Apple announced a drop in profit for the first time in a decade, with Tim Cook, its CEO, acknowledging in a conference call that “our growth rate has slowed and our margins have decreased from the exceptionally high level we experienced in 2012”.
But the company went some way to appease investor concern by announcing it intends to return $100 billion to shareholders by the end of 2015, in the form of share buybacks and increased dividends.
For the period, the company reported a profit of $9.55 billion, down from $11.62 billion in the same quarter last year, on revenue of $43.6 billion, up from $39.19 billion. Gross margin was 37.5 per cent, compared to 47.4 per cent in the year-ago quarter.
Due to the relatively limited nature of Apple’s product portfolio, its numbers are more cyclical than many of its rivals. With the company updating its iPhone and iPad lines late last year, and the last quarter being the bumper Q4 holiday sales period, it was always likely to struggle in its comparison with prior periods.
The company shipped 37.43 million iPhones during the quarter, up 7 per cent from 35.06 million in the same period in 2012 – but, unsurprisingly, down from the 47.79 million recorded in the last calendar quarter of the year. iPhone revenue was $22.95 billion, up 3 per cent from $22.28 billion year-on-year.
iPad volumes were 19.48 million units, up 65 per cent from 11.8 million in the prior-year period, but again down from 22.86 million in the prior period. Revenue from this business was $8.75 billion, up 40 per cent year on year from $6.26 billion.

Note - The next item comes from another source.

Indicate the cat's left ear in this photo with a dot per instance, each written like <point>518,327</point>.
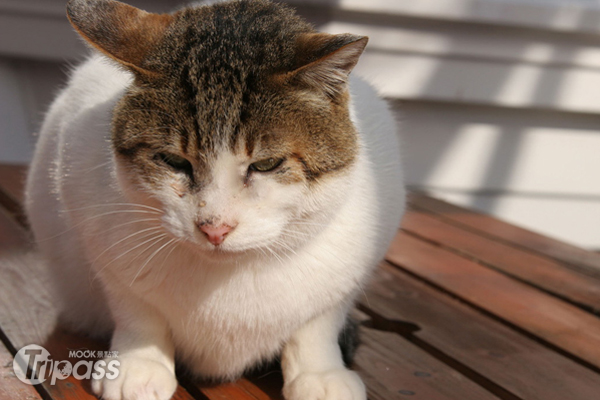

The company noted that in the tablet line, the iPad mini – which was “strategically priced at a lower margin” – is still a relatively new product, and therefore its effect was not in place for the earlier year periods.
Cook said that the company “continues to be very different in our future product plans”.
While as usual Apple would not be drawn on its future product plans, Cook did play down criticism of the screen size on the iPhone, arguing that a larger display would lead to quality trade-offs in areas such as resolution, colour quality, white balance, brightness, reflectivity, screen longevity, power consumption and compatibility with apps.
“Our competitors have made some significant trade-offs in many of these areas in order to ship a larger display. We would not ship a larger display iPhone while these trade-offs exist,” the executive said.